Vintage Appropriations.

Some vintage logo appropriation party tees that have come through our inventory. Imagine being so inspired by a product!
Appropriation within the context of art (which is where we are focused today) is basically the re-use of an existing thing with slight or no modifications. Adoption, if you will. Or theft might sound better. There are long debates on this issue ranging from entire cultures being ‘borrowed’ for use as sports mascots and costumes, and famous artists kinda just adding their name to something (DuChamp and that urinal, which turns out to have really been done by someone else) or giving an image a slight crop and calling it your own (Richard Prince vs.The Marlborough Man).
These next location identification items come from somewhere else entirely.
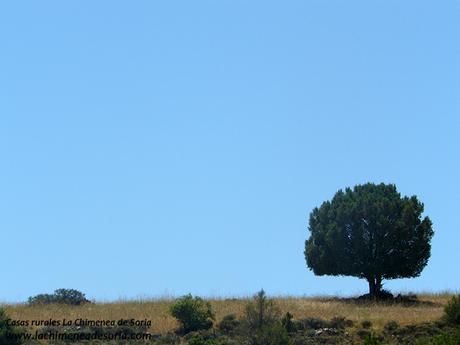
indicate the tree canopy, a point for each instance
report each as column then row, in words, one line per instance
column 369, row 232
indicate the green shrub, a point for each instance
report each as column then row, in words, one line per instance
column 371, row 339
column 229, row 324
column 287, row 323
column 193, row 313
column 366, row 324
column 452, row 311
column 261, row 312
column 272, row 334
column 9, row 335
column 60, row 296
column 391, row 326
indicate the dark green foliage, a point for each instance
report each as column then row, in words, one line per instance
column 287, row 322
column 366, row 324
column 60, row 296
column 229, row 324
column 168, row 339
column 261, row 312
column 391, row 326
column 193, row 313
column 369, row 232
column 363, row 333
column 272, row 334
column 371, row 339
column 209, row 339
column 9, row 335
column 452, row 311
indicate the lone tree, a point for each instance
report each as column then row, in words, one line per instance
column 369, row 232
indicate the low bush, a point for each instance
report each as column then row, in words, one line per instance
column 261, row 312
column 193, row 313
column 288, row 323
column 366, row 324
column 391, row 326
column 229, row 324
column 452, row 311
column 9, row 335
column 371, row 339
column 209, row 339
column 60, row 296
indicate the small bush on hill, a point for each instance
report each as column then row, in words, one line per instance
column 371, row 339
column 193, row 313
column 287, row 323
column 366, row 324
column 452, row 311
column 261, row 312
column 391, row 326
column 229, row 324
column 60, row 296
column 209, row 339
column 9, row 335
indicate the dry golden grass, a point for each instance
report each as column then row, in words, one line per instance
column 157, row 310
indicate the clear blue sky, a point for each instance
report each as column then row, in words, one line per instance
column 151, row 148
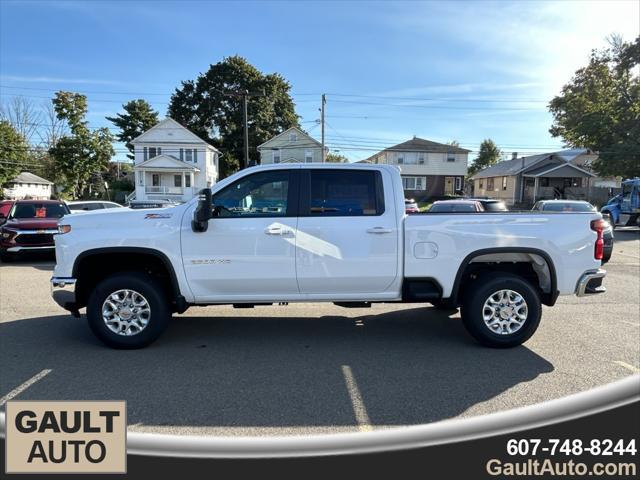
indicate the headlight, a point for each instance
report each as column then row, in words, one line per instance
column 6, row 233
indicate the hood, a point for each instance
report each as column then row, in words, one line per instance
column 32, row 223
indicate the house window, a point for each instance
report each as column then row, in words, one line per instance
column 414, row 183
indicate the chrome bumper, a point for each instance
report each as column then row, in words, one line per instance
column 63, row 291
column 591, row 283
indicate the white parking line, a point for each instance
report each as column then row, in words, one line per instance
column 21, row 388
column 362, row 417
column 628, row 255
column 631, row 323
column 627, row 366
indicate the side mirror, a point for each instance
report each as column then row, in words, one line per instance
column 203, row 212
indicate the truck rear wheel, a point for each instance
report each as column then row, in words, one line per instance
column 502, row 311
column 128, row 310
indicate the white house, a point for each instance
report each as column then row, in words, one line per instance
column 428, row 169
column 27, row 185
column 292, row 145
column 173, row 163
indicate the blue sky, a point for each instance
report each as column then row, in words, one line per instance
column 439, row 70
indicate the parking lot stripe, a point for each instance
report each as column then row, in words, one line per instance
column 21, row 388
column 362, row 417
column 628, row 255
column 627, row 366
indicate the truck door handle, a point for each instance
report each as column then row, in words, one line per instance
column 277, row 231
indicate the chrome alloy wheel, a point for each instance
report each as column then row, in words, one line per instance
column 505, row 312
column 126, row 312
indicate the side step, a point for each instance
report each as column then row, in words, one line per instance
column 353, row 304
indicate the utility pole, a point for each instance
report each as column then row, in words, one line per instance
column 324, row 100
column 245, row 94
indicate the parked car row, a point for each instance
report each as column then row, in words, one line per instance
column 29, row 225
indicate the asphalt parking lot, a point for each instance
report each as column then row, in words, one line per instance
column 315, row 368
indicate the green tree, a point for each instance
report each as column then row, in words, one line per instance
column 488, row 155
column 14, row 152
column 209, row 108
column 82, row 154
column 336, row 158
column 138, row 117
column 600, row 109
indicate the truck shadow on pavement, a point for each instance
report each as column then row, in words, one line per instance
column 410, row 367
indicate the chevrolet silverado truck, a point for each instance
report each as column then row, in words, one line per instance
column 320, row 233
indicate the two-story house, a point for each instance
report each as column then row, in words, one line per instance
column 292, row 145
column 428, row 169
column 173, row 163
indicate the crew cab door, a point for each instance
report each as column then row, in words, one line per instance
column 248, row 250
column 347, row 239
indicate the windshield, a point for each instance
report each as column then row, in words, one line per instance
column 39, row 210
column 568, row 207
column 495, row 206
column 453, row 208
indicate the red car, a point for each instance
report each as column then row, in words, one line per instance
column 30, row 226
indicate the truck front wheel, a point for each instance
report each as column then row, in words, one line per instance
column 128, row 310
column 501, row 311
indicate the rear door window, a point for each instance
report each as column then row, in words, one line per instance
column 343, row 192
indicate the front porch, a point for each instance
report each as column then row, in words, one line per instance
column 565, row 181
column 165, row 178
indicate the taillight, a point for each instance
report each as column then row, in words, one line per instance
column 598, row 226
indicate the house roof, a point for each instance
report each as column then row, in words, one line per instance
column 28, row 177
column 518, row 165
column 170, row 125
column 166, row 162
column 557, row 170
column 296, row 129
column 421, row 145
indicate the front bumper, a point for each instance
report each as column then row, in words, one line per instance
column 63, row 291
column 590, row 282
column 31, row 249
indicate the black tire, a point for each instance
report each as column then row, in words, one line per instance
column 473, row 310
column 145, row 285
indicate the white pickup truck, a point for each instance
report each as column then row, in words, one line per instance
column 320, row 233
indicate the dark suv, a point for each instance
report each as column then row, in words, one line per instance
column 30, row 227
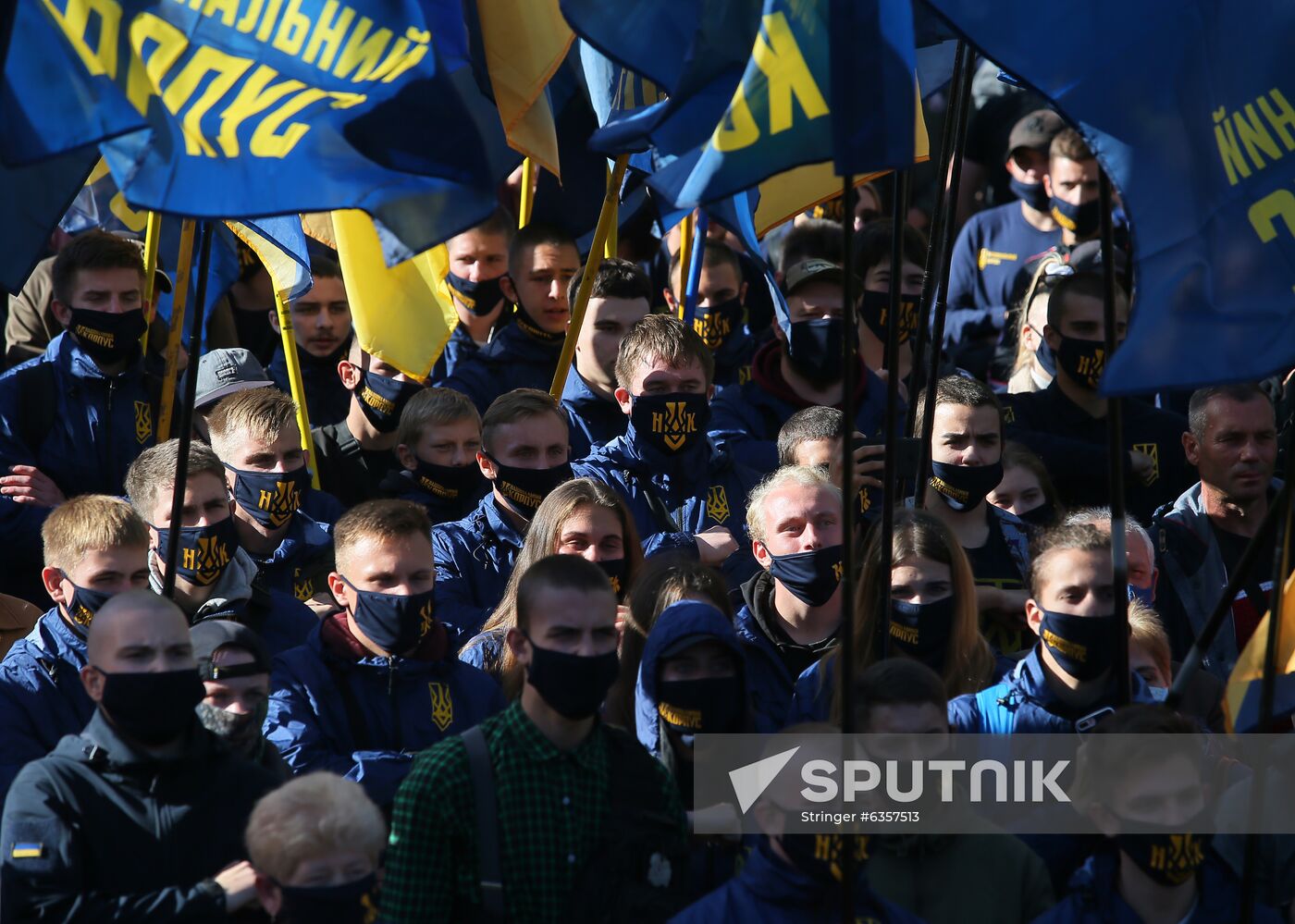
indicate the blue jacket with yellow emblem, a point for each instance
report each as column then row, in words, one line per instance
column 672, row 499
column 773, row 892
column 78, row 426
column 42, row 696
column 336, row 706
column 475, row 560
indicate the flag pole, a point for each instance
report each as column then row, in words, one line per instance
column 294, row 379
column 179, row 302
column 945, row 253
column 695, row 268
column 527, row 193
column 932, row 250
column 606, row 217
column 191, row 394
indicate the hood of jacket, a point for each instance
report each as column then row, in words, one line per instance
column 686, row 619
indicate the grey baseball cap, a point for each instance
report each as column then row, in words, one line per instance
column 224, row 372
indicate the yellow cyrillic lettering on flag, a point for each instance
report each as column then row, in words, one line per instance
column 403, row 314
column 526, row 42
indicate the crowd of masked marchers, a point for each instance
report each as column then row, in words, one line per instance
column 450, row 661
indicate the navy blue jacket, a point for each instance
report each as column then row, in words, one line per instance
column 702, row 488
column 475, row 560
column 513, row 359
column 327, row 399
column 747, row 417
column 99, row 427
column 42, row 696
column 1022, row 702
column 592, row 420
column 337, row 707
column 101, row 832
column 1093, row 897
column 772, row 892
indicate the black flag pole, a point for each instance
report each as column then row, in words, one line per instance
column 942, row 172
column 890, row 477
column 1116, row 450
column 945, row 253
column 191, row 394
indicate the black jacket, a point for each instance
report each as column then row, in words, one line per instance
column 100, row 832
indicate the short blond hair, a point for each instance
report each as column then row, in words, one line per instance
column 153, row 473
column 90, row 523
column 807, row 476
column 308, row 818
column 256, row 415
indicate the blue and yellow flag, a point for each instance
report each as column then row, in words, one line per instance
column 1190, row 107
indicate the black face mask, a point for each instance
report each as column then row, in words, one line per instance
column 107, row 338
column 811, row 576
column 395, row 622
column 670, row 424
column 615, row 571
column 962, row 487
column 271, row 497
column 922, row 631
column 152, row 708
column 874, row 311
column 813, row 349
column 1031, row 193
column 83, row 606
column 1080, row 220
column 1083, row 360
column 526, row 488
column 1169, row 856
column 345, row 904
column 708, row 706
column 450, row 483
column 478, row 298
column 574, row 684
column 382, row 399
column 716, row 324
column 204, row 551
column 1084, row 646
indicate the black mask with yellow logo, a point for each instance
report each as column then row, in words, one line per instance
column 670, row 424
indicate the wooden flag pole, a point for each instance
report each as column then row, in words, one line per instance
column 606, row 217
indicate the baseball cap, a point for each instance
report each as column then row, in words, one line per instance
column 211, row 634
column 813, row 271
column 1035, row 129
column 224, row 372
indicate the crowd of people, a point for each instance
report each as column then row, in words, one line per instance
column 449, row 661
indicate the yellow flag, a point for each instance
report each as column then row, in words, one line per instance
column 1246, row 678
column 403, row 314
column 526, row 42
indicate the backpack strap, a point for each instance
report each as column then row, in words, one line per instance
column 487, row 823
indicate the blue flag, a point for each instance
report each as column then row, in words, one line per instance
column 1190, row 107
column 256, row 107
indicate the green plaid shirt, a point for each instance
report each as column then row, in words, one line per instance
column 552, row 807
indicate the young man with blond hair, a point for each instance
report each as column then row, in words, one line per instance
column 216, row 577
column 94, row 548
column 377, row 681
column 254, row 433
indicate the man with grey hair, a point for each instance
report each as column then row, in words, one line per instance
column 1140, row 554
column 104, row 827
column 793, row 605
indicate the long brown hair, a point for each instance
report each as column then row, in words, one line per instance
column 968, row 660
column 541, row 541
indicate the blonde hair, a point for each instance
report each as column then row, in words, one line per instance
column 313, row 817
column 968, row 659
column 153, row 473
column 807, row 476
column 256, row 415
column 90, row 523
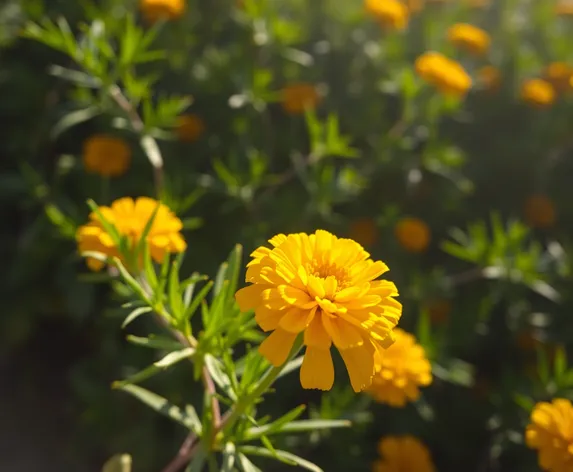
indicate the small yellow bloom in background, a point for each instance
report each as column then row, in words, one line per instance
column 446, row 75
column 391, row 14
column 559, row 75
column 130, row 218
column 403, row 369
column 539, row 211
column 490, row 78
column 106, row 156
column 297, row 97
column 324, row 288
column 469, row 38
column 412, row 234
column 403, row 453
column 189, row 127
column 550, row 432
column 364, row 231
column 538, row 93
column 154, row 10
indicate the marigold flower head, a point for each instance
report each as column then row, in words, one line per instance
column 538, row 93
column 106, row 156
column 324, row 287
column 364, row 231
column 130, row 219
column 539, row 211
column 470, row 38
column 490, row 78
column 446, row 75
column 550, row 432
column 154, row 10
column 412, row 234
column 299, row 96
column 559, row 75
column 401, row 453
column 189, row 127
column 404, row 368
column 390, row 13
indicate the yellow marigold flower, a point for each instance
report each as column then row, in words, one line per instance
column 403, row 453
column 538, row 93
column 297, row 97
column 551, row 432
column 559, row 75
column 539, row 211
column 470, row 38
column 364, row 231
column 490, row 78
column 390, row 13
column 446, row 75
column 106, row 156
column 412, row 234
column 190, row 127
column 130, row 218
column 404, row 368
column 324, row 287
column 154, row 10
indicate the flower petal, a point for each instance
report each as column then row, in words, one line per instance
column 317, row 370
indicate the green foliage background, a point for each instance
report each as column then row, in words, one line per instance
column 381, row 145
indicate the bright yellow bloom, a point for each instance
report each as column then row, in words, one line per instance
column 446, row 75
column 391, row 14
column 559, row 75
column 551, row 433
column 189, row 127
column 364, row 231
column 539, row 211
column 405, row 453
column 412, row 234
column 154, row 10
column 538, row 93
column 490, row 78
column 106, row 156
column 404, row 368
column 297, row 97
column 130, row 218
column 470, row 38
column 323, row 287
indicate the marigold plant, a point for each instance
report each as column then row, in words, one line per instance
column 324, row 289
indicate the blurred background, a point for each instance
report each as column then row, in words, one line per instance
column 282, row 116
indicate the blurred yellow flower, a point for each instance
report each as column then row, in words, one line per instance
column 403, row 453
column 299, row 96
column 446, row 75
column 539, row 211
column 106, row 156
column 364, row 231
column 130, row 218
column 538, row 93
column 190, row 127
column 403, row 368
column 323, row 288
column 412, row 234
column 154, row 10
column 490, row 78
column 559, row 75
column 470, row 38
column 550, row 432
column 391, row 14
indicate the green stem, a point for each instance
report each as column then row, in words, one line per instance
column 245, row 402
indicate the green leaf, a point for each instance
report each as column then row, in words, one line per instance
column 169, row 360
column 159, row 404
column 118, row 463
column 284, row 456
column 135, row 314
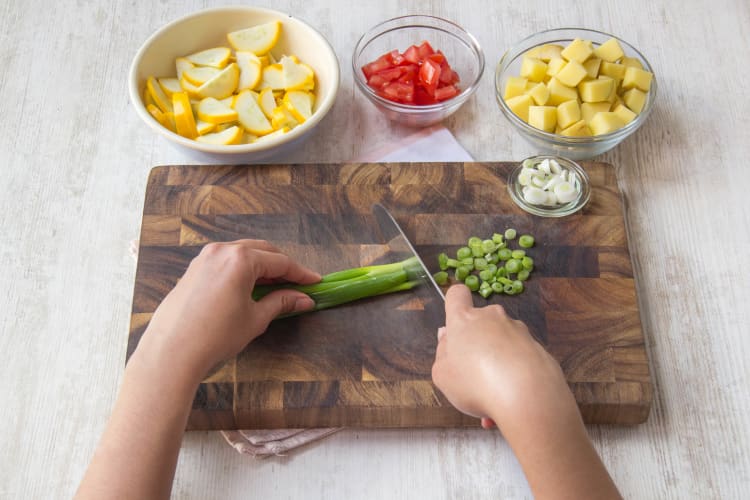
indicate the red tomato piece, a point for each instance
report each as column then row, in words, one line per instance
column 425, row 49
column 412, row 54
column 437, row 57
column 422, row 98
column 378, row 65
column 446, row 92
column 429, row 76
column 401, row 92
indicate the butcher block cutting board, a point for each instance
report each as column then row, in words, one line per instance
column 367, row 364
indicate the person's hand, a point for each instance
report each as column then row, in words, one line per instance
column 210, row 315
column 488, row 365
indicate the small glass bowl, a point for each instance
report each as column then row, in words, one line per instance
column 580, row 182
column 460, row 48
column 577, row 148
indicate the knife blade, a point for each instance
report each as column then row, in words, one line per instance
column 396, row 239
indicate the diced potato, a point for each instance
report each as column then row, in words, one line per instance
column 596, row 90
column 606, row 122
column 624, row 113
column 578, row 129
column 589, row 109
column 543, row 117
column 540, row 93
column 533, row 69
column 614, row 70
column 568, row 113
column 633, row 62
column 609, row 51
column 559, row 93
column 555, row 65
column 520, row 106
column 571, row 74
column 550, row 51
column 515, row 86
column 592, row 67
column 578, row 50
column 637, row 78
column 635, row 100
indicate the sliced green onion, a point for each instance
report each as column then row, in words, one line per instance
column 526, row 241
column 486, row 274
column 463, row 252
column 513, row 266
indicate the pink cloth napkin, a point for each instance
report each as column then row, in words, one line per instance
column 430, row 144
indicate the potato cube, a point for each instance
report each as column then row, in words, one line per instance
column 637, row 78
column 592, row 67
column 571, row 74
column 633, row 62
column 578, row 50
column 568, row 113
column 520, row 106
column 613, row 70
column 596, row 90
column 605, row 123
column 514, row 86
column 533, row 69
column 540, row 93
column 635, row 100
column 589, row 109
column 624, row 113
column 578, row 129
column 609, row 51
column 545, row 52
column 543, row 117
column 555, row 65
column 559, row 93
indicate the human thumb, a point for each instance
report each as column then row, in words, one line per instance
column 282, row 302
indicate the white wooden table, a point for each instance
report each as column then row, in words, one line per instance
column 74, row 161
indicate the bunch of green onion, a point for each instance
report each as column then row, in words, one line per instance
column 353, row 284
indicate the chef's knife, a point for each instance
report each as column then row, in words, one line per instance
column 399, row 244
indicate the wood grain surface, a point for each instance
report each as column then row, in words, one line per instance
column 368, row 364
column 75, row 159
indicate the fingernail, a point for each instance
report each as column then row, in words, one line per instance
column 303, row 304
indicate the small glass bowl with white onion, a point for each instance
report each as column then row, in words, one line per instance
column 549, row 186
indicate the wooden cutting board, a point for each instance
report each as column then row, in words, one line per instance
column 368, row 364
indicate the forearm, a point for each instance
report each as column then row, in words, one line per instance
column 137, row 455
column 559, row 460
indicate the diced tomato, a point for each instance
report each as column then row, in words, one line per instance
column 379, row 64
column 437, row 57
column 422, row 98
column 400, row 92
column 412, row 54
column 425, row 49
column 429, row 76
column 446, row 92
column 420, row 76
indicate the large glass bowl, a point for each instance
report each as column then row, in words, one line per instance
column 460, row 48
column 576, row 148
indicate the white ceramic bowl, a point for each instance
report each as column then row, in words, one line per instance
column 209, row 28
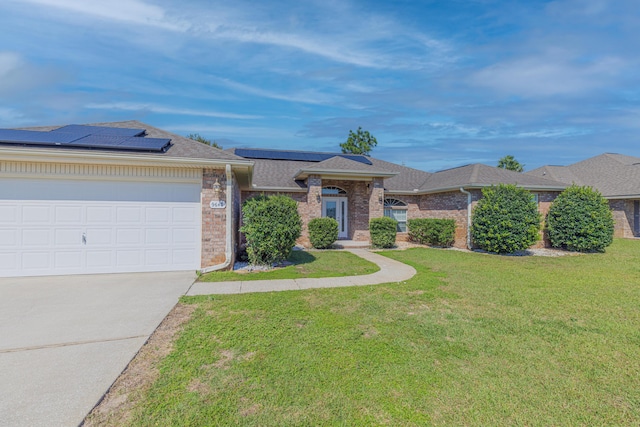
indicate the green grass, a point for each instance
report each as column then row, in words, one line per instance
column 305, row 264
column 472, row 339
You can’t really simply take another piece of work and call it your own. That’s stealing. It’s plagiarism, lip-synching and many other things we won’t get into. However, the biggest era in our world to witness this stuff was the during late 1980s and early 1990s when you were in college or on spring break. There are so many of these things. Every beer company logo, every cigarette pack, and damn near most every pop-culture logo or piece of iconography was knocked off for some cheesy event or party. Take these two above from our inventory - on the left you’ll see the worlds most well known beer logo slightly modified to represent a college party. On the right you’ll see a well known Sunglass and sports company’s logo slightly modified for the celebrations during Spring Break in Panama City Beach, FL. These are dumb. And by dumb I mean funny because they represent a goofy time when this was all the rage. However, not so dumb for copyright and legal reasons. But who’s really to say what kind of impact a little bit of mimicry could possibly have had to huge companies back then? In fact, this is a little bit of free advertising in some ways - logos look the same, same colors, same sizes and placements, just different wording. Are they as effective on product placement as the real deal? Does going to Iona College make you want to drink Budweiser? Does partying in Panama City kinda drive you to buy a pair of Vaurnet Sunglasses? Man, who knows. And really, who cares. This is probably a debate for the art world and not for the good-hearted folks who wore these things 35 years ago. They were just trying to have a good time. Imagine being so culturally inspired by a product as to adopt it for your own advertising? You certainly can’t get away with this today. Something to think about for sure.